2) Immune responses induced by Helicobacter pylori and consequences for T cell activation
Gastric cancer, one of the most aggressive malignancies, is the fifth leading cause of cancer-related mortality worldwide. Persistent infection with the human pathogen Helicobacter pylori (H. pylori) has been identified as an important risk factor in the development of gastric cancer; consequently, H. pylori has been classified as a group-I carcinogen. In gastric tumor samples, the presence of increased numbers of regulatory T cells (Tregs) which actively suppress effector T-cell responses is likely a key feature in the development of H. pylori-associated gastric cancer. It is becoming increasingly evident that the phenotype of dendritic cells (DCs) dictates their activation profile and determines their ability to prime T cell responses. However, many of the underlying control mechanisms of DCs remain unclear. We are therefore strongly interested in H. pylori-induced activation/maturation of DCs, and the functional consequences of both processes for T cell responses.

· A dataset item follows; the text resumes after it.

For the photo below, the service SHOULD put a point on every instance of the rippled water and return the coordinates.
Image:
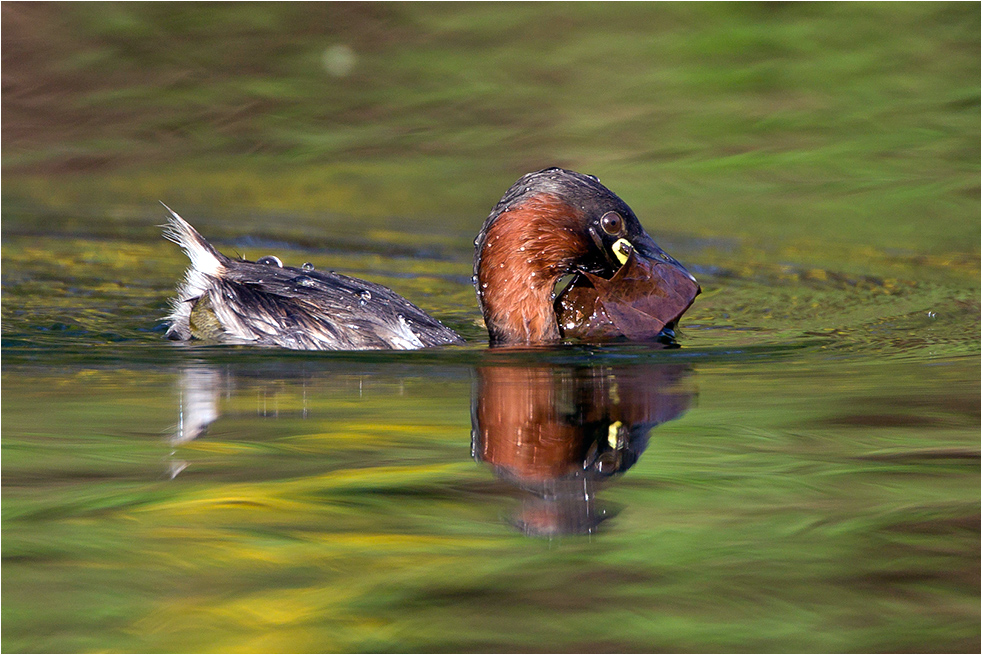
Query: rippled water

3) NLRs and NLR-dependent activation of immune cells in allergy
Despite the fact that allergic diseases represent a significant health problem in the 21st century, the pathophysiology of this Th2 cell-mediated immune dysfunction is still not fully understood. Various factors including genetic susceptibility, allergen source and dose, structural features/stability of allergens and the route of exposure play key roles in this complex disease. To further elucidate the role of the allergen itself in this process, we recently compared the effects of recombinant, highly purified birch pollen allergen with birch pollen extracts. Those studies indicate that not the pure allergen itself, but the allergen extract is capable of inducing immune responses, indicating that especially the allergen context may play a crucial role in promoting allergic reactions (Strasser et al, 2017, Aglas et al 2018). This finding is in line with previous observations showing that allergen extracts are more efficient when used in immunotherapy than recombinant allergens. We hypothesize that in addition to the intrinsic properties of an allergen, the microcontext in which the allergen is delivered (e.g. microbial contaminations), may fine-tune the allergen-dependent immune response. Therefore, our studies focus on the role of NLRs and on the activation of NLR/Inflammasome complexes by microbial components delivered in the context of allergen exposure.